How to fix distorted pixels and poor optical performance for stock photography
If you dipped your toe in the stock photography world you have probably seen these refusal reasons a few times. Let’s see what they mean and how you can avoid them
Distorted pixels and poor optical performance are closely related more times than not.
Take a closer look at your full sized photo. Is everything crisp and clear in it or are there areas that appear smudged or pixelated, the tree leaves don’t look like leaves but more like a mass of green cotton candy, grass doesn’t have individual blades but it’s rather a green mushy mess? Does your model’s hair have good definition, are hair strands visible or do they look filtered out?
Why does this happen? One of the main reasons is, your camera does not have a very good lens and/or sensor and it underperforms in poorer lighting conditions, such as dusk or indoors, or shadow areas. You can fix this by overexposing your images a little bit from the start, thus all the areas in your image should be clear and well defined. Sometimes this will not do the trick, the image will still appear of poor quality and there are occasions, like a sunset for example, where overexposing is not an option. The only solution is to either try to fix the affected areas in a post processing software or to downsize the image so that the distortions in it are no longer visible.

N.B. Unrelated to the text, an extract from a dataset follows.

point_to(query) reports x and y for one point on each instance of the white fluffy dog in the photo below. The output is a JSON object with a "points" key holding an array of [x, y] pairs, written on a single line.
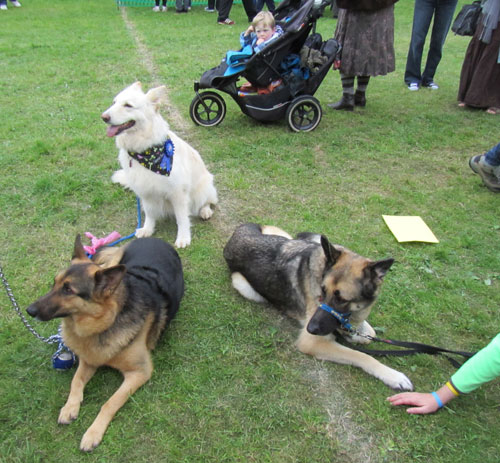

Another reason why distorted pixels appear is overfiltering of your photo. Using too much or too strong post processing and/or filters can lead to such a problem. Tone down the processing, look at the image full size when your are working on it, downsample if necessary.
Remember that you don’t need the best camera in the world to create a good image, you just need to look at it 100% and work with what you have to make it acceptable quality wise. It may look great in a thumbnail but you want it to look good printed out on canvas as well.
The image bellow is one of my best sold photos and was taken with a 5MPX Konica Minolta camera back in 2005. I have worked on it so that it has this ethereal feeling rather than a crisp clear look. It has gained popularity exactly because of this subtle filtering and color tone.